Watch out for highway robbers in Tennessee. Not surprisingly, these robbers pack guns — and badges.
A recent video featured on ebaumsworld.com exposes law enforcement officers in the greater Nashville, TN, area. (NewsChannel 5 is the on-air and online branding for WTVF-TV in Nashville, so I’m assuming it’s local to that area.) These officers make several traffic stops and in some cases, either falsifying or not even giving a reason why the vehicle was stopped. They are searching vehicles and looking for one thing: cash. If they find enough of it, they are assuming it’s used in drug trafficking and keeping it.
Of course, regular readers already know my thoughts on drug prohibition (in a nutshell, it’s a failed policy). The only reason I even mention it here is that drug prohibition is being used as a flimsy excuse to commit robbery under the auspicies of law enforcement. I normally don’t deal in large amounts of cash when I can avoid it; I don’t think I’ve ever maxed out my ATM card’s daily cash withdrawal limit in my life.

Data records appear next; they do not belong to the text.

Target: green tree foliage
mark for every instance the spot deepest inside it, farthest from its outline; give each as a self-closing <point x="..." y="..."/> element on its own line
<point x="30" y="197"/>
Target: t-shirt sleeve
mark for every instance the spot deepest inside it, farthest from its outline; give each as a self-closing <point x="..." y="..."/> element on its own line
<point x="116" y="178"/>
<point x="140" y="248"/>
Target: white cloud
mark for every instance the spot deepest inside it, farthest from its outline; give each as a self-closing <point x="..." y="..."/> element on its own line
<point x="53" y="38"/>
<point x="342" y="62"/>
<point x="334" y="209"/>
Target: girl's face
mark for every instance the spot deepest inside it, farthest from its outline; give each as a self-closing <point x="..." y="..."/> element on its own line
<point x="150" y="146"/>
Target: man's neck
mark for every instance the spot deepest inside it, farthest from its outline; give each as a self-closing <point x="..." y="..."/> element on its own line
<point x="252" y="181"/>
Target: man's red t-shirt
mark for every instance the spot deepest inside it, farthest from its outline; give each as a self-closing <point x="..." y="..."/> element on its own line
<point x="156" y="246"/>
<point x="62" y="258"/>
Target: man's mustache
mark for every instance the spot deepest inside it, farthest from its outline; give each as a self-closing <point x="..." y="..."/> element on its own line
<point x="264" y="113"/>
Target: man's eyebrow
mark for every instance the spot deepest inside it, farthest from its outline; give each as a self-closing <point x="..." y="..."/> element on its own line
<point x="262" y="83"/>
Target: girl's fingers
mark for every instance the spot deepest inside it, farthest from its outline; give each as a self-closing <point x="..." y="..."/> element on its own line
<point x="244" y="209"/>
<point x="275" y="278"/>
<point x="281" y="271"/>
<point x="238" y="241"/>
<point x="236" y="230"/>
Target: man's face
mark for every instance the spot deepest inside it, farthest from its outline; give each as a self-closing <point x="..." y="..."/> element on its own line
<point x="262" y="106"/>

However, it’s something I would like to retain the right to do and I resent that someone carrying large amounts of money is being used to imply that same someone has to be a drug dealer. (For example, I know many sex toys cost in the $500 and up range and it is perfectly understandable to want to buy these with cash to preserve privacy.)
For those that are not aware of this, obviously, do not consent to a search of your vehicle without a search warrant; lock the doors behind you if asked to exit and do not surrender your keys, no matter what the officer says. This is the United States of America and we still have the Fourth Amendment in the Constitution prohibiting unreasonable search and seizure. Yes, declining a search may result in a traffic ticket once in a while, though from what I saw in the video, one can get stopped even if one has done nothing wrong (an injustice upon itself).
For more detailed info, I recommend checking out flexyourrights.org. This organization also sells two DVDs I recommend: “10 Rules For Dealing With Police” and “Busted: The Citizen’s Guide to Surviving Police Encounters”.